Bearish on Government Bonds
Wednesday, July 02, 2008 4:39 PM
Sectors: Finance

Even now, however, the breakeven inflation rate (the difference between yields on conventional and inflation-linked bonds) on five-year Treasury issues is just 2.4%, within the range it has occupied for the past four years; compare that with the 7.7% inflation rate that American consumers expect over the next 12 months.

“One possibility is that the ‘bond-market vigilantes’ have been asleep. ‘We sometimes wonder if Treasury-bond investors enjoy losing money,’ muses Tim Bond, a strategist at Barclays Capital, as he ponders the logic of owning ten-year Treasuries yielding close to 4% when headline inflation is heading (on his view) for more than 5% by August.

“Bill Gross of Pimco, a bond-market investor, argues that inflation is understated in the official American figures because of statistical adjustments made over the past 25 years. The result may be that investors have been fooled into buying Treasury bonds on unrealistic expectations of real (after-inflation) yields.

“Another possibility is that breakeven rates are not an effective measure of investors’ inflation expectations. That is the view of Jack Malvey, a strategist at Lehman Brothers. He argues that yields on inflation-linked bonds have been distorted over the past decade by demand from pension funds, which see the bonds as an ideal way to match their liabilities.

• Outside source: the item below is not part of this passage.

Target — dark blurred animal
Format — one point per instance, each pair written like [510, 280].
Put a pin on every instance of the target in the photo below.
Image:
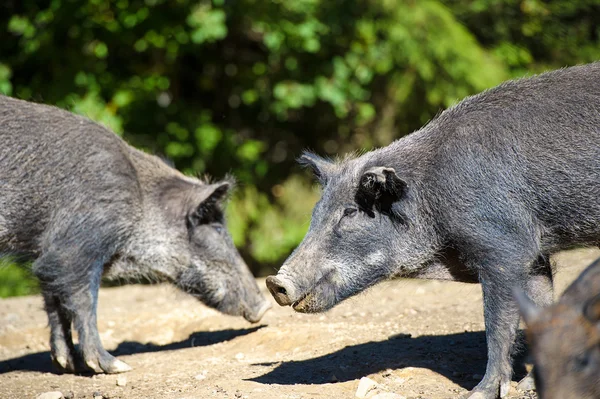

“A third option is that bond investors think today’s inflation rates are a blip. ‘Inflation may be an issue now but it likely won’t be over the next ten years,’ says Pavan Wadhwa, head of European rates strategy at JPMorgan Chase. Optimists argue the anti-inflation credibility of central banks is stronger than in the 1970s. And they note that high oil prices, although they push up inflation in the short term, ultimately tend to act as a tax on growth.

“The credit crunch may also be having lingering effects. Bond yields reached their low in mid-March when the Bear Stearns crisis was in full swing. At that point, the ten-year Treasury bond yielded just 3.31%, the lowest level in five years. Investors were fleeing the riskier debt of bank and other corporate borrowers for the safety of government paper.

“Yields have moved up by more than half a percentage point since then, as investors have started to move money out of government bonds and back into the equity market. But recessionary fears still linger, especially when investors are bombarded with statistics such as the continued fall in American house prices and the decline in consumer confidence.